When looking at slang words in English that were acquired from other languages during the First World War our first reaction tends to be to admire the twists of sound and word involved in anglicising the foreign. It is a process that has a long past, generally described as ‘folk etymology’ in the turning of ‘avocado pear’ into ‘alligator pear’ or ‘asparagus’ into ‘sparrow-grass’. Essentially it involves grasping the unknown and forcing it into the frame of the known. If there is some assistance, for example the skin of the avocado, not hugely unlike that of the alligator, then so much the better; if not, it doesn’t matter much anyway. The Reverend A Smythe Palmer made an extensive and entertaining study of the subject, published in 1882, with the subtitle ‘A dictionary of verbal corruptions or words perverted in form or meaning, by false derivation or mistaken analogy’, opening up a way of looking at the English language as something which has stumbled forward with a combination of mistakes, miss-hearings, laziness and xenophobia. The hold of a ship, for example, was originally the ‘hole’ or hollow part of the ship, the ‘d’ jettisoned to accommodate the meaning of ‘to hold’; a ‘clipper’, thought to be called so to indicate its speed, but actually deriving from the German klepper, a racehorse; a ‘toady’, imagined as someone unlikeable, keeping close to the ground, but offensive – which was in fact a development of the word ‘towardly’, meaning tractable and amenable. Palmer has great delight with dialect or regional words, such as ‘monkey-pee’, a Kentish word for a wood-louse, deriving from its resemblance to a multipede (now a millipede). English provides a fund of urban myths in this field, folk etymologies of folk etymologies if you like, such as the dismissal of something as nonsense with the words ‘all my eye and Betty Martin’, supposed to come from anglophone sailors who, as prisoners of war in Spain during the wars at the end of the eighteenth century, heard the words ‘ora pro me, Beata Mater’. Palmer’s book is conveniently divided into sections on ‘English words corrupted’; Foreign words corrupted’; ‘Proper names corrupted’ (particularly useful for tracing place names); ‘Corruptions due to coalescence of the article’ – such as ‘umper’ or ‘nickname’; and ‘Corruptions due to mistakes about number’.

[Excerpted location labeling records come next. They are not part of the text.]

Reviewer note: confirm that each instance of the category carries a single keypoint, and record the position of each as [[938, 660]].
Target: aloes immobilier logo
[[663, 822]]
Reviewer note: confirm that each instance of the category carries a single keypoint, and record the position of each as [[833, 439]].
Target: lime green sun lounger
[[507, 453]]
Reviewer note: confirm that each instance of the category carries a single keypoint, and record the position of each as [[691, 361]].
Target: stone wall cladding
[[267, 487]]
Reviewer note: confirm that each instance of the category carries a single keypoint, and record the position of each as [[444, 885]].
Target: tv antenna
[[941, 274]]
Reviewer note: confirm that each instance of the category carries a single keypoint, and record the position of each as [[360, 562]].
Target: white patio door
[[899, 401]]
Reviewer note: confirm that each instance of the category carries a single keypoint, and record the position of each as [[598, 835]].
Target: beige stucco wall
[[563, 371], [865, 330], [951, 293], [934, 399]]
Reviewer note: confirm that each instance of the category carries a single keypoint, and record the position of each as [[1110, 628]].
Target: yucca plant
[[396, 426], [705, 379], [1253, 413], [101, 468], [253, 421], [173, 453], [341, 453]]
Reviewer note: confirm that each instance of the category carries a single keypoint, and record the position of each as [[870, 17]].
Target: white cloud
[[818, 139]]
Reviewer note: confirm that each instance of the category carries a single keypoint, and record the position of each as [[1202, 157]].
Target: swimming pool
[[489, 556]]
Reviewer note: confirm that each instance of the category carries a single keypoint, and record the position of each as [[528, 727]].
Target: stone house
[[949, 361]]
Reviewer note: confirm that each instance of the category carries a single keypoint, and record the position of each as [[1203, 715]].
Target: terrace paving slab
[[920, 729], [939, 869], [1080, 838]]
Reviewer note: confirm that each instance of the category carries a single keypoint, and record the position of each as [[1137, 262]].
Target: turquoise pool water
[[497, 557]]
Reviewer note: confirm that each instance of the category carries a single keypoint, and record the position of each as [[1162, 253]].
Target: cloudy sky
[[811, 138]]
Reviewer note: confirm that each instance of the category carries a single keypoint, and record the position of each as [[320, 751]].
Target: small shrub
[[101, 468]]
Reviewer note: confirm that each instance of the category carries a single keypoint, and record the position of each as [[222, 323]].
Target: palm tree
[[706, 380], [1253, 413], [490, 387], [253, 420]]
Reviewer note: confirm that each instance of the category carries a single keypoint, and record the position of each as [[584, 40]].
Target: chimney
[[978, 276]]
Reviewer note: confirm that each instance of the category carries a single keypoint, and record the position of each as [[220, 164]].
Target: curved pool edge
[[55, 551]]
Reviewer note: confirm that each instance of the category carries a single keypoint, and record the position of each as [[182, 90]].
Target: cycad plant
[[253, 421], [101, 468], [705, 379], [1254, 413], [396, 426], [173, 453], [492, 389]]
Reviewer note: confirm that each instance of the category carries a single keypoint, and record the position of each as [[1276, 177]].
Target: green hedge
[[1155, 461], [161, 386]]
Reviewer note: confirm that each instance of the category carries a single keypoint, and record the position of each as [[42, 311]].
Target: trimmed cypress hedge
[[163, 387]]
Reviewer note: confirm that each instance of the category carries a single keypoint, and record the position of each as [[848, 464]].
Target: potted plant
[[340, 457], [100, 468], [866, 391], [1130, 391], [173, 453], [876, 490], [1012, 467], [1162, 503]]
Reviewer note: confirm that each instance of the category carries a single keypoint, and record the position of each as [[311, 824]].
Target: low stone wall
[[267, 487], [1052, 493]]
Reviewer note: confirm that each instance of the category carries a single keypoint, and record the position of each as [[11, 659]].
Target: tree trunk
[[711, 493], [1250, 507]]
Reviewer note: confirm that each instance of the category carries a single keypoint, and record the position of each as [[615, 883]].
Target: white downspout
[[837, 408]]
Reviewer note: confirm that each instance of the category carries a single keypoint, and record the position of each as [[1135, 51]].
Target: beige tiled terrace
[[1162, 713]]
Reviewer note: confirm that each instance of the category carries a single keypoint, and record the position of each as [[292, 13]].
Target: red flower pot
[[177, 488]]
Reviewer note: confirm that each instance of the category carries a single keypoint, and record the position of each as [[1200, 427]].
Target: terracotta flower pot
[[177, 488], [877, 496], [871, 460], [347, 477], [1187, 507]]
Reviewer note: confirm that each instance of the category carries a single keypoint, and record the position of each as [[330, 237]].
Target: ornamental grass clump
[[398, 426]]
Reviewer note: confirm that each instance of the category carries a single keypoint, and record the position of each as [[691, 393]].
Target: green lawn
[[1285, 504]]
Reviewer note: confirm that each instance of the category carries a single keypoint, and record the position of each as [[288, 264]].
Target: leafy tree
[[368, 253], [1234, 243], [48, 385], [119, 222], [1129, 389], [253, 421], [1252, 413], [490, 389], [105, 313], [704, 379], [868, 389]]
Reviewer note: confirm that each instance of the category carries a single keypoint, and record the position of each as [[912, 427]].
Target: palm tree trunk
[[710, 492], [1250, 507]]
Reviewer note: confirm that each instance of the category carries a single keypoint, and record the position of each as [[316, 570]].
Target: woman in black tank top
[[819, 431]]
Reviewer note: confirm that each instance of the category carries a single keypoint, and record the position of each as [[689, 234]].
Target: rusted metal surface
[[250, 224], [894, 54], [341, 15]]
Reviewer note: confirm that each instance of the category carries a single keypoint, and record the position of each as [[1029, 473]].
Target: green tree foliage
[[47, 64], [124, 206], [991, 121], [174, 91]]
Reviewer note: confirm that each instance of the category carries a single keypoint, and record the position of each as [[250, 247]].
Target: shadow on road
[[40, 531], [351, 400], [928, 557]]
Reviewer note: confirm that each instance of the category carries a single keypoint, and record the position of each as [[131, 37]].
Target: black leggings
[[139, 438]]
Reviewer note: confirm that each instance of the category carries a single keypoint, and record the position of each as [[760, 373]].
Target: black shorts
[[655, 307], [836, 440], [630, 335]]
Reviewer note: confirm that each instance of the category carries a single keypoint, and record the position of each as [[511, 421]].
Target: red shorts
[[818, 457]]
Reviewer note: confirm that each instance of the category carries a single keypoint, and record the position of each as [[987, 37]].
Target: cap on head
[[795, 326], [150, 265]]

Which brings us to the field of anglicisations of place-names and other words contrived by Anglophone soldiers in France and Flanders, the wonderful Ocean Villas and ‘Bombardier Fritz’ and their like. Words and the First World War contains a study of a selection of words to observe the process of anglicisation by sound or sight: the move from Auchonvillers to ‘Ocean Villas’ works by sound, while Doignes to ‘Dogs knees’ works by vision, as do Aix-les-Bains (Aches and pains) and Busnes (Business). How Godewaersvelde got to ‘Gertie wears velvet’ was probably a mix of both.
A key figure in the business of communication across language barriers was the Dolmetscher, the interpreter. Dolmetscher to ‘dull major’, noted by Fraser & Gibbons and Brophy & Partridge, was probably a transfer via sound; however, the form ‘dull major’ is hard to find. Knowing that the German interpreter had the ability to make PoWs’ lives much worse than necessary, perhaps Anglophone prisoners chose not to risk upsetting that useful person. Note here, for example, even where Frank MacDonald’s comrades in The Kaiser’s Guest (1918) are shown having a laugh at their captors’ expense (fairly easily recognizable from schooldays), the writer avoids the term ‘dull major’.
But also, the Dolmetscher was the term for the prisoner who spoke German and could act as an interpreter for his fellows, as here in Henry Mahoney and Frederick Talbot’s Sixteen Months in Four German Prisons (1917); you would be even less likely to call your comrade a ‘dull major’, however good a play on words it seemed.
Sadly Palmer died on 10 July 1917; it is a shame that he did not revise his work in the light of anglophone soldiers’ fun and games with French, German, Italian and so on; but curious that British social propagandists did not pick up on his observation of the origin of the pickelhaube. Had they done so we might have had another epithet for the German soldier.